AP x-ray of pelvis showing loss of joint space with femoral head necrosis consistent with septic arthritis. Disruption of pubic symphysis and subluxation of sacro-iliac joint also seen
Pelvic ring disruption without an associated trauma is a rare event . Pelvic ring disruption due to psoas abscess infection is previously unreported. However, septic arthritis of the hip as a complication of psoas abscess information is well documented2. Mycobacterium tuberculosis is a common pathogen in psoas abscess formation and is often secondary to spinal tuberculosis in developing countries; this is rarely the case in developed countries. Ricci et al. noted staphylococcus aureus was the most commonly recovered pathogen in those with primary psoas abscess3. Franco-Paredes et al.reported a case of psoas abscess co-infection with staphylococcus aureus and mycobacterium tuberculosis4. In our patient the organism isolated was pneumococcus, which is rare and not reported in the literature.
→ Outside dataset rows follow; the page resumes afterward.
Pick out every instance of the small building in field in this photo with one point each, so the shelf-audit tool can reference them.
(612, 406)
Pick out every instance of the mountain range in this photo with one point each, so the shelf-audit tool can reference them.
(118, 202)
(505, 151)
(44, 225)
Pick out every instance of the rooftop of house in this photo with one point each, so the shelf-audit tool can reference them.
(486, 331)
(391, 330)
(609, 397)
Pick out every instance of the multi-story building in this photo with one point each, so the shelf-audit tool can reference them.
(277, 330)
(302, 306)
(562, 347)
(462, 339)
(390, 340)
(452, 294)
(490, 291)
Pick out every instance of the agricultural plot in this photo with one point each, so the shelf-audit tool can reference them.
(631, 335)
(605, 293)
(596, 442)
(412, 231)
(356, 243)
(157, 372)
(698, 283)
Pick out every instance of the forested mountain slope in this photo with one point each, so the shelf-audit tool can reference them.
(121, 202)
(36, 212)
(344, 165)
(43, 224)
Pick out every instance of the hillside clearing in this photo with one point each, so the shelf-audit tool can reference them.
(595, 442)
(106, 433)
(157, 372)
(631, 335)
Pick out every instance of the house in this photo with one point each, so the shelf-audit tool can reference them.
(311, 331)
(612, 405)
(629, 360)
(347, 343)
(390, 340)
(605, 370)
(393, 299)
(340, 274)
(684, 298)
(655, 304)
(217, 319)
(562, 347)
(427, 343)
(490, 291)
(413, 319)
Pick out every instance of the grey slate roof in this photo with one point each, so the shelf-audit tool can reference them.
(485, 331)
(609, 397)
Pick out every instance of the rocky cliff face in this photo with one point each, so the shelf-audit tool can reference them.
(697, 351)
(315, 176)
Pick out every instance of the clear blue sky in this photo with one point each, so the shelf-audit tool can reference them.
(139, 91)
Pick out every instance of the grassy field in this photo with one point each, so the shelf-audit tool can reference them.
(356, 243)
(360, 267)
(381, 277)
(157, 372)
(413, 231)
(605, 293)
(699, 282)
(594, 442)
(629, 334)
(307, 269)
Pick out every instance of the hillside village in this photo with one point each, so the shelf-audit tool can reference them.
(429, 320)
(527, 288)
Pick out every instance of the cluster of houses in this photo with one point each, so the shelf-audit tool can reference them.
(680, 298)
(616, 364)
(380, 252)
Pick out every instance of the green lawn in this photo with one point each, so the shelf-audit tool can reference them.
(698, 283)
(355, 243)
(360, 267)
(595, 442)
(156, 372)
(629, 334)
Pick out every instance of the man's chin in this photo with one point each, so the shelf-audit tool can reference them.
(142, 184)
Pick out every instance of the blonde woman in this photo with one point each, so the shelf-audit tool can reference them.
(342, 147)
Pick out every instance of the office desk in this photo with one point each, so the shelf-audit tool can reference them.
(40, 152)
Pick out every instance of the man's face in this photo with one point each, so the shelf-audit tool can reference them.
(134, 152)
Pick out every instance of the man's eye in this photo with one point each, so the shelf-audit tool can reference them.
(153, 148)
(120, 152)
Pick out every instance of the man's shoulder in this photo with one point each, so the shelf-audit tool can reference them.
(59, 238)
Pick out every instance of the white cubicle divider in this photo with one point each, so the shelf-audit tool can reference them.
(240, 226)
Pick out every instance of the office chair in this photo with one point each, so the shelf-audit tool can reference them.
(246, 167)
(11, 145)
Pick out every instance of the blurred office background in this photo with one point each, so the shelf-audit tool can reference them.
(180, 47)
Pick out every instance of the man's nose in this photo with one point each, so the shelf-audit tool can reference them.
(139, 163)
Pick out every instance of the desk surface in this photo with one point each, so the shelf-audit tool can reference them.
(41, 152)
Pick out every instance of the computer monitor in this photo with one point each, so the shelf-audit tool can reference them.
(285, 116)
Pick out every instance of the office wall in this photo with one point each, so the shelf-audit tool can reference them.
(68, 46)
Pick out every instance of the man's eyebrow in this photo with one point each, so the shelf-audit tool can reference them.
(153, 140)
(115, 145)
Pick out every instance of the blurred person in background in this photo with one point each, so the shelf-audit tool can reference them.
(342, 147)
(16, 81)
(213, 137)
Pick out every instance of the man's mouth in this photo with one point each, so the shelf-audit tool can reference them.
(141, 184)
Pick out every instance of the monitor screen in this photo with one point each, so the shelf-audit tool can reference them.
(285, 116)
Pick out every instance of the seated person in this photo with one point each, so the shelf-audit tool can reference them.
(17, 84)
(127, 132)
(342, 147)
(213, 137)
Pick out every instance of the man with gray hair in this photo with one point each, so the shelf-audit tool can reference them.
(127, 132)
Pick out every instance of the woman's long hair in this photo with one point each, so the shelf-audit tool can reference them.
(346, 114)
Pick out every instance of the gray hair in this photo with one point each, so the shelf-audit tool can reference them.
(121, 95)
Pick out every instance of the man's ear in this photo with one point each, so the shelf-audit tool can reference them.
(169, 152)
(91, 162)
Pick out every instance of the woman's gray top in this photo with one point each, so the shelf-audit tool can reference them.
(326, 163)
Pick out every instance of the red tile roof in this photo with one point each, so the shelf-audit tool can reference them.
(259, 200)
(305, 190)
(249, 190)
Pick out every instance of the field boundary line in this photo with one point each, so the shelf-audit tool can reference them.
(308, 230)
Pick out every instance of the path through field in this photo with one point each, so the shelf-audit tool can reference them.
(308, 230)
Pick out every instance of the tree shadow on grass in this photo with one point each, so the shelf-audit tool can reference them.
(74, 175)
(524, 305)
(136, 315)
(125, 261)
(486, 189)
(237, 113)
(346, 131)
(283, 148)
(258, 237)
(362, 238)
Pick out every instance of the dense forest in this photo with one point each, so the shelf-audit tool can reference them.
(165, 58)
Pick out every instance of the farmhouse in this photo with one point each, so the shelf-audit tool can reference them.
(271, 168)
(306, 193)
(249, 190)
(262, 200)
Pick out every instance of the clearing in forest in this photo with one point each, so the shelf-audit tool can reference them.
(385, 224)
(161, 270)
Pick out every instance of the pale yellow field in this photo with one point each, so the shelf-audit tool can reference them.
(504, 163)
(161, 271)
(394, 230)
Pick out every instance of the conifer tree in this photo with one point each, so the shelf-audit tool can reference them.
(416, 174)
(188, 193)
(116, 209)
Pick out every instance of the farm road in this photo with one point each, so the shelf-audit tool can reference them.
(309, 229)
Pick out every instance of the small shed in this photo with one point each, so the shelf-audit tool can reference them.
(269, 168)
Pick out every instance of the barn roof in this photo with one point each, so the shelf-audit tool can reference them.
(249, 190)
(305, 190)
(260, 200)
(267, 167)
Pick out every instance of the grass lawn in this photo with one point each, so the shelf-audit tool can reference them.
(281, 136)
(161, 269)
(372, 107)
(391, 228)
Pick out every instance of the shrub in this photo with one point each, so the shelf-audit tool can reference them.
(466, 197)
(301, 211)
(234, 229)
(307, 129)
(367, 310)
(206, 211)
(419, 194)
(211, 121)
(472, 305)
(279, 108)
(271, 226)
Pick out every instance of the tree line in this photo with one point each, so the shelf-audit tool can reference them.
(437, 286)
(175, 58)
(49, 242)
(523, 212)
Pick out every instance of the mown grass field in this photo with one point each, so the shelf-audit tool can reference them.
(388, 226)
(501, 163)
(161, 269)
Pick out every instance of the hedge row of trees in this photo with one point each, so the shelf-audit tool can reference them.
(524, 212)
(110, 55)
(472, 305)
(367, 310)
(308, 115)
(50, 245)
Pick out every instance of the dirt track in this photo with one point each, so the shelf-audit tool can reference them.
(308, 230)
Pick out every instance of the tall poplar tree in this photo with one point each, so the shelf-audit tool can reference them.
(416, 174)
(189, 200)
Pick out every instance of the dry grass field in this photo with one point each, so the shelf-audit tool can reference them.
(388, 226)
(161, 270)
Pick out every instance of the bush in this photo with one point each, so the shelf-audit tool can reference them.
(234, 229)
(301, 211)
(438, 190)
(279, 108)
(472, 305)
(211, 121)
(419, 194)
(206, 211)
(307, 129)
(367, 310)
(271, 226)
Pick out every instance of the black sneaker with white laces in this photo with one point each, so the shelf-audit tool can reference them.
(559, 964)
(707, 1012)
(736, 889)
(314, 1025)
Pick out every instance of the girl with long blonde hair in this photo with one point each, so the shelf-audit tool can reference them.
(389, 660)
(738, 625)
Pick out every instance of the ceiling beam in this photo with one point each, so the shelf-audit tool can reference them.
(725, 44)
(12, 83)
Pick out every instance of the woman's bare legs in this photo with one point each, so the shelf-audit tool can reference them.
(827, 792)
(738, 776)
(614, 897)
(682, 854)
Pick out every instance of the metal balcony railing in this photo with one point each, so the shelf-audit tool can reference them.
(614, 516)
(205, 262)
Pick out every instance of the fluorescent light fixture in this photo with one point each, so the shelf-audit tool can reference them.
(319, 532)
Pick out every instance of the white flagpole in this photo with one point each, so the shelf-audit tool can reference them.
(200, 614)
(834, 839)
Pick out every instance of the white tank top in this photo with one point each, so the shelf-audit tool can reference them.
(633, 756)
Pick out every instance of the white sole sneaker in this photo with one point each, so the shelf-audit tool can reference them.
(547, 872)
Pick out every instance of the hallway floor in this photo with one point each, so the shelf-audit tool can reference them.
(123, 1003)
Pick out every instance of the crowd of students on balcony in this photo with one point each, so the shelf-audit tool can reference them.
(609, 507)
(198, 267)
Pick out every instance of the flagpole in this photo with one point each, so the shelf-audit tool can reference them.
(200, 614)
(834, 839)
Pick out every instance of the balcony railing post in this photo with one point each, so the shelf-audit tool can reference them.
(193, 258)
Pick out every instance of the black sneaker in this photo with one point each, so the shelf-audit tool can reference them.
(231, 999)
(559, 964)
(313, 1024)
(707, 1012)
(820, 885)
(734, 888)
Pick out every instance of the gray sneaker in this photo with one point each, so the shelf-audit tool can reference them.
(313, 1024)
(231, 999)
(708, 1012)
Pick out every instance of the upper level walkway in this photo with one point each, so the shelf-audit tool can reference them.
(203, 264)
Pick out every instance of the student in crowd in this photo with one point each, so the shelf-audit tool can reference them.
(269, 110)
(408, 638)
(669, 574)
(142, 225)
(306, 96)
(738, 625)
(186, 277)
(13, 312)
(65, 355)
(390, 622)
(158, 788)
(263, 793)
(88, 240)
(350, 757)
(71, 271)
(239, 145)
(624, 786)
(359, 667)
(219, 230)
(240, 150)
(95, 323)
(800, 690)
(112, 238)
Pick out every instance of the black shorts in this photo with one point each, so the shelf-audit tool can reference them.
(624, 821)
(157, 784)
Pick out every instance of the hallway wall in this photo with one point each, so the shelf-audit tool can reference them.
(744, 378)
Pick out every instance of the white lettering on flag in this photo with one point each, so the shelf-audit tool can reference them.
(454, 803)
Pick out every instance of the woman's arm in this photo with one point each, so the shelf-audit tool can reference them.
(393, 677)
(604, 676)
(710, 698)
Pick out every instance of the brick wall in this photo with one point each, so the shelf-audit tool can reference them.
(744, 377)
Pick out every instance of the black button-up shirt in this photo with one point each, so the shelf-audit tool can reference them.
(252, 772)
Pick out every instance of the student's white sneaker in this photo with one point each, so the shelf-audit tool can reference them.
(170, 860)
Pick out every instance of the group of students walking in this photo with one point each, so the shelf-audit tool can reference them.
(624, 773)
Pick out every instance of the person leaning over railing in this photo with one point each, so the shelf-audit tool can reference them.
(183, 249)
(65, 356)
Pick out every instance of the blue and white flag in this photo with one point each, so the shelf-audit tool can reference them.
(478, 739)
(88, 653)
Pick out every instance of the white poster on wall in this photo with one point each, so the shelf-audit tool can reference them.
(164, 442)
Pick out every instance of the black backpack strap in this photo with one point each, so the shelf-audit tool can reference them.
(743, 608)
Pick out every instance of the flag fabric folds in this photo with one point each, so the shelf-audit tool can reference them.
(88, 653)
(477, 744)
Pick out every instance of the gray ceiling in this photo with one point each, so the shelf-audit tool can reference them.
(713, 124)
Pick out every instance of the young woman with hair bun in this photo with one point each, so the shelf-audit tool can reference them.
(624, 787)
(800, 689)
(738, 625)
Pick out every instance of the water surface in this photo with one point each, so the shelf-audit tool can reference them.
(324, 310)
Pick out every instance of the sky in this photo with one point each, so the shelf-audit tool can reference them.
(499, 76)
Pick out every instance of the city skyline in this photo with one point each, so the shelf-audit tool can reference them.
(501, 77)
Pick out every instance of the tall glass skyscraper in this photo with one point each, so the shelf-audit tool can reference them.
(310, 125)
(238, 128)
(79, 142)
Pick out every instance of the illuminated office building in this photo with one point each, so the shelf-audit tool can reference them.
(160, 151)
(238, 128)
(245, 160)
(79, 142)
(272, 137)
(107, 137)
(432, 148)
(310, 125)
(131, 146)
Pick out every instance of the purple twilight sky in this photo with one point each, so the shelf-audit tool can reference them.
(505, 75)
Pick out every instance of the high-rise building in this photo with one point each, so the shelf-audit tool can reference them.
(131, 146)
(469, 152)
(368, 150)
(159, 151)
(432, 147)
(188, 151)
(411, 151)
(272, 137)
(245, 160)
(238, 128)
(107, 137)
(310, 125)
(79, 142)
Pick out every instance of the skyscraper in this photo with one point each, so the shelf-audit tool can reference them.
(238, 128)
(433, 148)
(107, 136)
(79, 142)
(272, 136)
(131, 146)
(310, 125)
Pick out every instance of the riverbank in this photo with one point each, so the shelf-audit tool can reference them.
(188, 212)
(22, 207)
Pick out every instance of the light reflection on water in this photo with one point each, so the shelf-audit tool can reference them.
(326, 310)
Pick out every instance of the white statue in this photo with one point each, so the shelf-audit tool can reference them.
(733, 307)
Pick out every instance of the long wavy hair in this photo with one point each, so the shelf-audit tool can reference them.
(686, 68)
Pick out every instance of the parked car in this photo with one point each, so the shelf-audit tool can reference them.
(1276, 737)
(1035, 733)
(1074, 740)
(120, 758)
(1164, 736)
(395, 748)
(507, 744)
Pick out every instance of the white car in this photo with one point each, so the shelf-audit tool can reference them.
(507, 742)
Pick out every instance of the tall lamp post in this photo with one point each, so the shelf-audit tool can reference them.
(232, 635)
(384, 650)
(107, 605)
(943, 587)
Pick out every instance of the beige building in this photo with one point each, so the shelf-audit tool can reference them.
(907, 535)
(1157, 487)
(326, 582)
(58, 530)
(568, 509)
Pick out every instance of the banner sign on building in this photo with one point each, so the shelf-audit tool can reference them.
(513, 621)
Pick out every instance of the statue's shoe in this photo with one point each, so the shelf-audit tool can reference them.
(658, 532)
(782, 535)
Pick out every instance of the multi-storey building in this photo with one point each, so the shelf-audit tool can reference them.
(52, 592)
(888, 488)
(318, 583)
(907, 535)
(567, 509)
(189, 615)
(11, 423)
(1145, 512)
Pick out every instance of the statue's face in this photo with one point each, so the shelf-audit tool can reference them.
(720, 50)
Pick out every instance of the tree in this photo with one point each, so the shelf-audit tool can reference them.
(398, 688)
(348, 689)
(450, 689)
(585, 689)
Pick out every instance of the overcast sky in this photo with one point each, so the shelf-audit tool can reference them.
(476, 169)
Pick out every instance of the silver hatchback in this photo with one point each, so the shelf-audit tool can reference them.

The treatment of a pyogenic abscess has traditionally included appropriate antimicrobial therapy and surgical drainage. More recently, a trend toward percuteneous drainage has become popular. Haaga reported 82-90 % success with percuteneous drainage in simple psoas abscess formation, but limitations such as siz e
and location of the abscess are important5. In our case 25ml of pus was aspirated from the left sacro-iliac joint, but there was no evidence to prove adequacy of drainage.
Despite negative aspiration from the right hip the presumed cause of destruction of this patient’s joint was one of infection. As such, a total of 8 months was left between the primary infection of the joint and replacement surgery. At operation leg length was particularly difficult to achieve in view of the significant shortening in the left contralateral leg secondary to hemi pelvic disruption.
The authors believe that aggressive surgical and antimicrobial treatment is needed during the hospital stay, and a high index of suspicion for complications and periodic follow up is necessary in patients with a psoas abscess. The consequences are grave if the complications are diagnosed late.